A friend of ours said, “I am so competent at work and with friends. I’m on my game almost all the time. But when my kids act up, it’s like I lose the ‘real me!’ I become someone I don’t know or like.” Virtually every parent we’ve talked with in any depth admits, “I don’t like the ‘me’ that comes out when I discipline my kids.”
The tough truth to swallow is that whatever comes out of us IS the “real me.” Kids provoke us. And when we’re provoked, we tend to reveal what’s really inside us – especially when the provocateurs are our very own little children. What’s revealed is often not a pretty picture as stressed parents feel desperate, and use intimidation, manipulation and anger to regain a sense of control in the situation. Although this may work temporarily, it does so at the expense of the parent-child relationship.
When anger, anxiety and a need to control drive our discipline, we unintentionally communicate to our children that we are not emotionally safe. They will self-protect by closing their hearts to us.
The Heart’s Overflow
In Matthew 12:34, Jesus said, “…out of the overflow of the heart the mouth speaks.” In other words, whatever “baggage” we have affects not only us, but it overflows to our children. When what’s in our heart is anger, anxiety, or a need to control, we can’t help but spill out messages to our children they perceive to mean:
- “You are a pain.”
- “You are a problem.”
- “You make me angry” (which puts the child in control of the parent’s emotions).

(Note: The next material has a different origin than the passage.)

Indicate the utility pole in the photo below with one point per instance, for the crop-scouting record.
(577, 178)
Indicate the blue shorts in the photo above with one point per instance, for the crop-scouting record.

- “You are unloved when you act up.”
When children perceive these messages in our discipline, they most likely will resist our efforts. Even if kids comply to avoid rejection or punishment, these kind of messages won’t build values that motivate kids to do the right thing for good reasons. Nearly all parents occasionally react this way. But if it becomes the norm, kids will embrace those messages as their identity.
It is therefore very important for parents to learn to be emotionally safe by calming their hearts before discipline. Only then can they speak truth from a heart of God’s grace and peace rather than communicate false or hurtful messages from a heart of anger or control.
The Overflow of Grace
When we are emotionally safe for our children, their identity will be strengthened by messages like these, that they receive and internalize:
- “I am for you, not against you.”
- “You are safe with me. God gives me peace and wisdom.”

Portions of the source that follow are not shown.